Indie American director Richard Linklater's Waking Life is the first feature produced using a revolutionary new technology: Linklater first shot it on digital video using actors, and then turned the footage over to animators, who essentially traced over the live-action images, creating what looks like a moving impressionistic painting while maintaining the original dialogue.
This method provides some beautiful imagery, yet the plot isn't interesting enough to keep up. There's little question that if Linklater had simply released the DV version without the animation, it would be practically unwatchable.
Wiley Wiggins "plays" the main character, a drifter with no name and no discernible human characteristics, who moves from scene to scene essentially reacting to other characters, who pontificate about a hodgepodge of different philosophies, covering everything from existentialism to relationship advice.
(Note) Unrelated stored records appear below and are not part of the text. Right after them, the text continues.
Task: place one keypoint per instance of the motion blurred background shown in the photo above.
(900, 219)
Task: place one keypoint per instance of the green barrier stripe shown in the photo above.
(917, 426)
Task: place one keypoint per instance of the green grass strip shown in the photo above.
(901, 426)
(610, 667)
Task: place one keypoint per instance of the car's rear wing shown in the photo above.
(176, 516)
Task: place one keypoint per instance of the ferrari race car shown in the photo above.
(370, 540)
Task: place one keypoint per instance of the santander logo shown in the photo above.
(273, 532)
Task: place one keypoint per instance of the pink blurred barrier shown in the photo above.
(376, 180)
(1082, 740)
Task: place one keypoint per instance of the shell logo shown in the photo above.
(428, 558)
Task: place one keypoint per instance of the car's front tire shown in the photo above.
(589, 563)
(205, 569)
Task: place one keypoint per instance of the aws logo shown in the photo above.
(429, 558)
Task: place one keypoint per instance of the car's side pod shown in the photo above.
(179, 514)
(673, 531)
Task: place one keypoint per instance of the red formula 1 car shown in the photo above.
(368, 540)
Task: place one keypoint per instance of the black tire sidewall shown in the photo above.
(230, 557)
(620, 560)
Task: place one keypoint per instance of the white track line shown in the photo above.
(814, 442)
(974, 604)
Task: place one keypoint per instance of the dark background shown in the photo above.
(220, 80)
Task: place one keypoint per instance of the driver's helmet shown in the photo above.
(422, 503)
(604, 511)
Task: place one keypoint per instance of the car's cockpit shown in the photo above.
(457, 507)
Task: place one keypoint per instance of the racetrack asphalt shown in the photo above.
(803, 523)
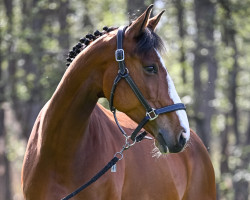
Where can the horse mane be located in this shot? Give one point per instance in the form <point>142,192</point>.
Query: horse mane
<point>146,41</point>
<point>85,41</point>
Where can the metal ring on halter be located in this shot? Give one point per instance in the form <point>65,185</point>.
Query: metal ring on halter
<point>125,74</point>
<point>120,153</point>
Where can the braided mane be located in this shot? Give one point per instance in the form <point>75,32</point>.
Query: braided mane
<point>85,41</point>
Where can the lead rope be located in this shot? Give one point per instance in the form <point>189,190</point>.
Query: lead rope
<point>117,157</point>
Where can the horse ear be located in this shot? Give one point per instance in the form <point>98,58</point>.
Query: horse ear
<point>138,26</point>
<point>154,21</point>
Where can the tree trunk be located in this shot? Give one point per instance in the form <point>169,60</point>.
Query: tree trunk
<point>180,9</point>
<point>5,180</point>
<point>204,88</point>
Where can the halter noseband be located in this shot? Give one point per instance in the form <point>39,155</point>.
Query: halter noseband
<point>151,113</point>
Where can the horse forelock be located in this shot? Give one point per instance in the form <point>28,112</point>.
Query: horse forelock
<point>147,41</point>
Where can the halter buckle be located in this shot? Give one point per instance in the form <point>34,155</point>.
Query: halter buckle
<point>119,55</point>
<point>151,114</point>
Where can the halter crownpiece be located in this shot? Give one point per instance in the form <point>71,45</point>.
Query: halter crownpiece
<point>123,73</point>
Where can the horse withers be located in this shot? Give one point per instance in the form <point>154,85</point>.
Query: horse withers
<point>74,137</point>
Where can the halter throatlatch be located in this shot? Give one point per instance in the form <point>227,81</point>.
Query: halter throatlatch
<point>123,73</point>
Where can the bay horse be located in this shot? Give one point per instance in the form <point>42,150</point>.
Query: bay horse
<point>74,137</point>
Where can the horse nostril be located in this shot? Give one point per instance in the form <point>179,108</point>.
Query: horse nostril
<point>182,139</point>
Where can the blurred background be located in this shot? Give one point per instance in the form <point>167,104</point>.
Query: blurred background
<point>208,56</point>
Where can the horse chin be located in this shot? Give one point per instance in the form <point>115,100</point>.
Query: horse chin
<point>161,145</point>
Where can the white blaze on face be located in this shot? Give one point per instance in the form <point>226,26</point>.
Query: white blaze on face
<point>182,115</point>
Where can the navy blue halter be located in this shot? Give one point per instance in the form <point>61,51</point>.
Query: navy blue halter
<point>123,73</point>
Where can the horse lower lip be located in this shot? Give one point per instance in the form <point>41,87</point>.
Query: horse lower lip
<point>162,146</point>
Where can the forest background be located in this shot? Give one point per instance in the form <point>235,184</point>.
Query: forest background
<point>208,56</point>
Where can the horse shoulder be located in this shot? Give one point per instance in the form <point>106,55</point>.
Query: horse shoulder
<point>201,183</point>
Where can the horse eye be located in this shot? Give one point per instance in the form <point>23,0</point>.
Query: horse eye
<point>151,69</point>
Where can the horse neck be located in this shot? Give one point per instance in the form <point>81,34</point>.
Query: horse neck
<point>68,112</point>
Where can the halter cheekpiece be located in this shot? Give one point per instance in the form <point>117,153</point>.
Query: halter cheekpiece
<point>123,73</point>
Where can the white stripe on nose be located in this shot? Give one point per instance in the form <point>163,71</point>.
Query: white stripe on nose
<point>182,115</point>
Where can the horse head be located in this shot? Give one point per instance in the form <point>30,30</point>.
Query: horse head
<point>145,65</point>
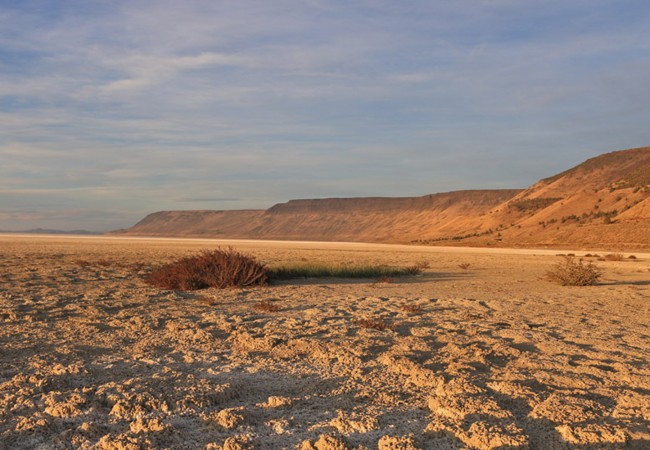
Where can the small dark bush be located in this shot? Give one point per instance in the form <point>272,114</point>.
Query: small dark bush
<point>373,324</point>
<point>574,273</point>
<point>211,268</point>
As in Mulholland Drive, a key theme in Waking Life is the question of whether or not a character is dreaming, and if so, when.
Since the narrative doesn't bring the film together, it can only really be judged scene by scene, which are hit or miss. Characters talk on and on about philosophy ad nauseam, but "Life" does contain a few clever moments: in one scene Wiggins goes to a movie and the characters talk about film narrative - one of the first instances in cinema history of meta-meta-narrative perhaps?
Life borrows many traits from Linklater's previous films: the non-narrative is lifted from Slacker, the mixture of comedy and alienation recalls Suburbia, star Wiggins is borrowed from Dazed and Confused (his only previous film role), and the couple from Before Sunrise (Ethan Hawke and Julie Delpy) even makes an appearance.
Now that Waking Life has been released to a better-than-average critical reception, it's quite possible that its live-action/animation format will be used for other films in the future. Waking Life is a good start to this new sub-genre, and clearly more can and will be done with it later.